Do you know what happens when do you type a URL?
A common activity when we are in front of our computers is to open a browser and type in a URL. Surely if you are reading this blog it is because you have asked yourself what happens when you type in a URL, press enter and that is how you have in front of you the web page you are looking for.
Before explaining in general terms what makes up a web infrastructure, let’s first start by explaining what a URL is and what are its elements.
An URL (Uniform Resource Locator) is a unique web address that specifies your location anywhere on the Internet. The term URL refers to a subset of URIs (Uniform Resource Indicators) that identifies the web resource and provides the means to locate it. Yes, this explanation is quite technical but take a look at the following URL:
Now, what are its main elements?
The first part of this URL is the HTTP or HTTPS (Hypertext Transfer Protocol Secure), always present at the beginning of a URL, these protocols are used to transfer information between different client-server actors, in short, this protocol allows the client/user to make requests for information such as HTML documents, text, images, videos, data exchanges with the web page, among others…
The Subdomain, is the second element, is the one that appears between the Protocol and the first point of the URL, the most known is www, there are others like blog., email., es., etc. Some URLs may omit the subdomain, this is known as the “naked domain”.
The next element is the Domain, which is composed of:
1. The domain name, in the example we use is holbertoschool, but it can be Facebook, Amazon, Netflix, or any of the millions that exist with a unique name; it is defined as a “string” or letters because it is easier for human memory to remember a name instead of the numbers of an IP.

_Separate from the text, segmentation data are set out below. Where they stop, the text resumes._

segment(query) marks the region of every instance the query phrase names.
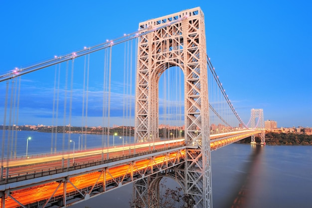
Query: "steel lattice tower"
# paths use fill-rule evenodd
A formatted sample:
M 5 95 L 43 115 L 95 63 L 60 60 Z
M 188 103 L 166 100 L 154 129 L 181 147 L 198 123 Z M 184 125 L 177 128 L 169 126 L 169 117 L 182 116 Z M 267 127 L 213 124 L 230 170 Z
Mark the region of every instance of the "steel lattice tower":
M 258 118 L 258 124 L 256 125 L 256 118 Z M 266 144 L 265 140 L 265 132 L 264 132 L 264 119 L 263 118 L 263 109 L 251 109 L 251 128 L 255 129 L 258 128 L 261 129 L 261 144 L 264 145 Z M 260 126 L 258 127 L 260 123 Z M 253 134 L 251 136 L 251 144 L 256 144 L 256 141 L 255 139 L 255 135 Z
M 171 66 L 178 66 L 184 78 L 186 160 L 175 170 L 194 207 L 212 207 L 207 70 L 204 14 L 200 7 L 181 11 L 139 24 L 154 30 L 139 37 L 136 94 L 137 141 L 159 137 L 158 81 Z M 143 32 L 144 33 L 144 32 Z M 142 34 L 142 33 L 141 33 Z M 151 179 L 137 183 L 147 190 Z M 141 184 L 139 185 L 139 184 Z M 142 185 L 145 188 L 142 189 Z M 138 187 L 137 187 L 138 188 Z M 144 200 L 143 192 L 137 193 Z M 150 207 L 151 201 L 145 206 Z M 153 206 L 155 207 L 155 206 Z

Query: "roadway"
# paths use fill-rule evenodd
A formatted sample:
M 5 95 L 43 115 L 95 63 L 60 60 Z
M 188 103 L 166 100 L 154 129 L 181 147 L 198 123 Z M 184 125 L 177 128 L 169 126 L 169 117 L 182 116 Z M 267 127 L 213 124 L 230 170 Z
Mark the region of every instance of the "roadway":
M 211 149 L 215 150 L 241 140 L 242 137 L 247 137 L 247 136 L 250 136 L 254 133 L 254 131 L 245 130 L 211 135 Z M 136 154 L 148 153 L 153 150 L 153 144 L 154 149 L 156 151 L 168 148 L 170 146 L 181 147 L 185 145 L 184 139 L 179 139 L 154 143 L 119 146 L 103 149 L 77 151 L 75 152 L 74 154 L 75 165 L 108 160 L 114 158 L 118 159 L 121 156 L 124 158 L 122 157 L 123 156 L 129 156 L 134 155 L 135 150 Z M 181 152 L 185 153 L 185 152 L 181 151 L 180 154 Z M 115 167 L 108 167 L 104 172 L 95 171 L 87 174 L 70 177 L 68 177 L 69 183 L 54 181 L 41 183 L 36 186 L 27 187 L 25 189 L 16 189 L 11 192 L 9 197 L 5 199 L 5 207 L 7 208 L 20 206 L 20 205 L 18 205 L 15 201 L 22 205 L 28 205 L 35 202 L 46 201 L 52 197 L 62 196 L 64 194 L 64 189 L 66 190 L 66 193 L 68 194 L 77 192 L 77 190 L 82 190 L 88 187 L 95 187 L 99 183 L 102 183 L 102 186 L 104 187 L 104 189 L 109 183 L 114 184 L 114 186 L 118 186 L 119 183 L 122 183 L 127 177 L 133 177 L 134 175 L 139 174 L 144 170 L 145 170 L 143 172 L 146 172 L 149 166 L 152 167 L 150 167 L 150 169 L 154 168 L 158 165 L 162 167 L 166 160 L 174 160 L 177 157 L 177 154 L 178 153 L 177 152 L 173 152 L 167 155 L 156 156 L 153 159 L 136 160 L 134 166 L 133 163 L 131 163 L 121 164 Z M 64 171 L 68 171 L 66 168 L 73 165 L 72 164 L 73 157 L 72 153 L 70 153 L 46 155 L 43 157 L 34 157 L 23 160 L 13 160 L 10 161 L 9 163 L 8 176 L 9 178 L 12 178 L 18 177 L 19 176 L 23 175 L 43 172 L 54 169 L 65 169 Z M 62 159 L 64 158 L 66 159 Z M 5 174 L 4 174 L 4 176 L 5 177 Z M 123 179 L 121 180 L 121 178 Z M 133 178 L 131 180 L 133 180 Z M 2 180 L 1 184 L 3 182 L 5 182 L 4 180 Z M 104 183 L 106 185 L 105 186 L 103 186 Z

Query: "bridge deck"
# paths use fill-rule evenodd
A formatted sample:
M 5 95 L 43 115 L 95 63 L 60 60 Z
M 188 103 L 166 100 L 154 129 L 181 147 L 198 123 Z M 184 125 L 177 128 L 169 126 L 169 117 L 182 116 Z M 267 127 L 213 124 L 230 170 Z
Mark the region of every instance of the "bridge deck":
M 248 130 L 211 135 L 211 149 L 257 133 Z M 97 149 L 77 152 L 75 164 L 71 164 L 73 156 L 69 154 L 65 155 L 70 159 L 65 160 L 61 155 L 10 161 L 0 182 L 0 197 L 6 193 L 6 208 L 22 205 L 37 207 L 39 204 L 43 206 L 48 203 L 61 207 L 64 205 L 60 203 L 64 198 L 65 202 L 73 204 L 149 175 L 168 171 L 185 161 L 186 148 L 196 148 L 192 144 L 186 146 L 183 139 L 155 144 L 154 150 L 153 144 L 145 143 L 104 151 Z

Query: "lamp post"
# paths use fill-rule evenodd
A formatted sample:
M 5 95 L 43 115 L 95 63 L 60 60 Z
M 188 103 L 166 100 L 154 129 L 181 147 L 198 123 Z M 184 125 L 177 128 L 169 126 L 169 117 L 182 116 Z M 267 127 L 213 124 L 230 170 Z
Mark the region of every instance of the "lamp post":
M 27 138 L 27 144 L 26 145 L 26 158 L 27 158 L 27 155 L 28 151 L 28 140 L 30 140 L 31 139 L 31 137 L 29 137 Z
M 75 164 L 75 142 L 73 140 L 70 140 L 70 142 L 74 143 L 74 150 L 73 151 L 73 164 Z
M 123 156 L 124 156 L 124 138 L 122 137 L 119 137 L 119 139 L 123 138 Z
M 114 133 L 114 136 L 113 136 L 113 147 L 115 147 L 115 136 L 117 136 L 118 134 L 117 132 Z

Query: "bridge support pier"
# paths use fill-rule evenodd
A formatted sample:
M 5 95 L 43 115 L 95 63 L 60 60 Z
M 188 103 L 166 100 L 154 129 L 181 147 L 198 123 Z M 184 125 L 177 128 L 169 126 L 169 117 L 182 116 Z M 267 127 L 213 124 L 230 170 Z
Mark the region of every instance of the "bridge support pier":
M 256 118 L 258 118 L 258 122 L 256 125 Z M 260 126 L 258 127 L 258 125 L 260 124 Z M 262 145 L 265 145 L 266 142 L 265 140 L 265 131 L 264 131 L 264 120 L 263 119 L 263 109 L 251 109 L 251 128 L 255 129 L 256 128 L 259 128 L 261 129 L 261 142 L 260 144 Z M 255 138 L 255 135 L 253 134 L 251 136 L 251 144 L 255 144 L 256 139 Z

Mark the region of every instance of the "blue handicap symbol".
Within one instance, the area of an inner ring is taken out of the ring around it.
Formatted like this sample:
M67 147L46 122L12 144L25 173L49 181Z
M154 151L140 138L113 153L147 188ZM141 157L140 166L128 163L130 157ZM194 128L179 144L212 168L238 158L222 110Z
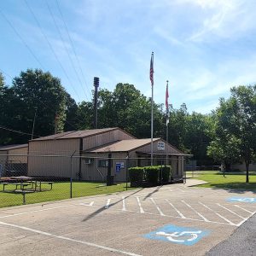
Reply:
M249 203L256 203L255 197L230 197L227 199L228 201L239 201L239 202L249 202Z
M210 234L209 230L201 229L166 225L143 236L154 240L160 240L182 245L191 246Z

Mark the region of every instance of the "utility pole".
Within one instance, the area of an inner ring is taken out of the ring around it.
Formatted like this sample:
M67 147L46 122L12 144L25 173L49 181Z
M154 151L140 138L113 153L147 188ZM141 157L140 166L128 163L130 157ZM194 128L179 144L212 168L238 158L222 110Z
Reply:
M99 78L94 78L94 129L97 129L97 121L98 121L98 87L99 87L100 79Z
M38 108L36 108L35 114L34 114L33 128L32 128L32 136L31 136L31 139L32 139L32 140L33 139L33 135L34 135L34 128L35 128L35 121L36 121L37 111L38 111Z

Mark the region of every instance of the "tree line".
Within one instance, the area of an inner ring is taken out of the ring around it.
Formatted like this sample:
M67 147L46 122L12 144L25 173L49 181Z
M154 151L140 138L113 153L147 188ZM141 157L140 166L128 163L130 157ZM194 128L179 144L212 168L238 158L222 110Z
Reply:
M219 100L209 114L192 112L186 104L170 108L154 103L154 137L191 154L199 166L236 161L248 164L255 156L256 86L240 85ZM32 137L93 129L91 101L76 103L58 78L40 69L27 69L5 84L0 73L0 144L26 143ZM151 101L133 84L118 84L98 92L98 128L120 127L137 138L150 137ZM15 132L14 131L15 131ZM20 131L20 133L17 131Z

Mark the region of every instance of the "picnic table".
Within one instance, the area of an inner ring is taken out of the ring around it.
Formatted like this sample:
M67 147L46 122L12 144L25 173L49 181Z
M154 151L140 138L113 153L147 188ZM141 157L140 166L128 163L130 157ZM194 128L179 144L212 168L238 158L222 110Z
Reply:
M17 176L17 177L9 177L0 179L1 183L3 184L3 192L6 193L14 193L14 194L21 194L23 196L23 204L26 204L26 194L41 192L52 189L53 182L44 182L41 180L37 180L34 177L27 176ZM47 183L50 187L48 189L42 189L42 183ZM5 187L8 185L15 186L15 189L6 190ZM28 186L31 186L27 188Z

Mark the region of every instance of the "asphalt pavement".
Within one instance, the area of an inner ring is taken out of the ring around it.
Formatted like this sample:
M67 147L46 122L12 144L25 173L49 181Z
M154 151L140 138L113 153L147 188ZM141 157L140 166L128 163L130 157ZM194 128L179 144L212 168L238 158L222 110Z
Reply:
M206 255L256 255L256 215L251 217L227 240L212 248Z

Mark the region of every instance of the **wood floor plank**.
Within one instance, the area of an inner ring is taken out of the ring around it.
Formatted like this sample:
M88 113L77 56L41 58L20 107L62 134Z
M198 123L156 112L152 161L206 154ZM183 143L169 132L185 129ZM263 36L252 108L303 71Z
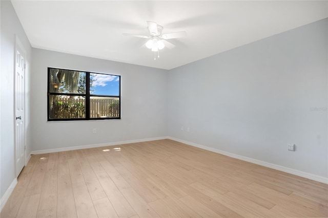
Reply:
M57 207L57 181L58 180L58 153L49 155L38 210Z
M148 203L161 217L178 217L178 215L160 199Z
M55 218L57 217L57 208L39 210L36 213L36 218Z
M99 218L118 217L107 197L93 201L93 205Z
M104 191L101 185L98 180L87 182L87 186L92 201L106 198L106 193Z
M328 184L165 139L33 155L0 216L328 217Z
M130 187L121 189L120 191L139 216L142 217L159 217L159 215L133 188Z
M78 217L95 217L97 213L84 182L72 184Z
M76 158L73 157L68 159L68 165L70 167L72 183L77 183L85 181L81 167Z
M244 207L250 209L254 212L259 213L260 215L268 217L279 217L279 214L272 212L272 211L265 208L262 206L253 202L253 201L244 198L240 195L229 191L223 194L227 198L230 200L234 201L235 202L238 203Z
M17 217L29 218L36 217L37 207L40 200L40 194L24 197L17 214Z
M100 161L100 163L119 189L130 187L129 183L109 161ZM121 166L120 165L118 167Z
M137 214L107 173L98 173L97 176L119 217L130 217Z
M64 152L58 152L58 157L57 216L63 218L76 217L68 161Z
M140 180L134 177L125 167L122 166L117 167L116 169L146 202L151 202L158 199L157 196L144 185Z
M36 166L25 192L26 197L41 193L49 156L49 154L46 154L37 160Z
M206 207L196 200L189 195L185 196L179 199L184 204L195 210L197 213L202 217L222 217L211 209Z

2. For the TLD (top domain level) in the .com example, the part after the last point on the URL. There are different TLDs among the best-known .com, .org, .red, .es, and many more.
If you notice, each point in the URL represents a different segment, the URL taken as an example is a basic URL, there are more elements within it as the path, parameters (querystring), hashtag … but for now, let’s leave it here if you want to deepen read this link …
Now let’s get into the subject, what is the DNS (Domain Name System), because that’s where it all starts, it takes the domain name and translate it to an IP in order to locate the destination of the website. It sounds simple, isn't it? but there is much more behind it.
The main task of the DNS is to resolve name assignment requests, in other words, it takes the request (when you type the URL and press enter), it first asks the browser if it knows the requested domain. If it has the information it responds. If not, the browser asks the Operating System (OS) through the called resolver if the requested URL exists in its IP address cache. If the OS also fails to resolve the request, it redirects to the appropriate DNS server, which is usually the Internet provider’s DNS server. Here, a search is made in the DNS database and if the operation is successful, the corresponding IP address is sent in response. Yes!
But wait, the journey can be longer, if the Internet provider’s DNS server fails to resolve the requested IP, it delivers as a response the next DNS server in the hierarchy, which in this case would be TLD (for the purposes of our example URL .com), it knows the domain name servers and returns to resolver the IP address you are looking for. After all this process the resolver returns to the point where it started, it responds to the browser with the IP address.
The resolver delivers all the information provided in each query between the DNS servers to the OS and the OS stores it in its cache, so if you query this URL again you don’t have to do this whole process. Ugh! what a trip, the best thing is that it is done so quickly that you will hardly notice it. Great, isn’t it?
TCP/IP(Transmission Control Protocol/Internet Protocol)
Let’s move on to the next segment of the infrastructure. Well, knowing the IP in this case of https://wwwholbertonschool.com, starts the process of connecting to the website. The Transmission Control Protocol / Internet Protocol is a set of communication protocols used to interconnect network devices on the Internet or any private network, the HTTPS protocol is part of this set of protocols.
The TCP/IP protocol specifies how data is exchanged over the Internet. It divides the message to be sent to the server into packets and sends them over different paths on the Internet, these packets are reassembled at the other end (which is where you want to send the message). The message is split into packets because if a single packet is sent, the path that the packet could take may be unavailable or congested and the message may take a long time to arrive or may never arrive at all.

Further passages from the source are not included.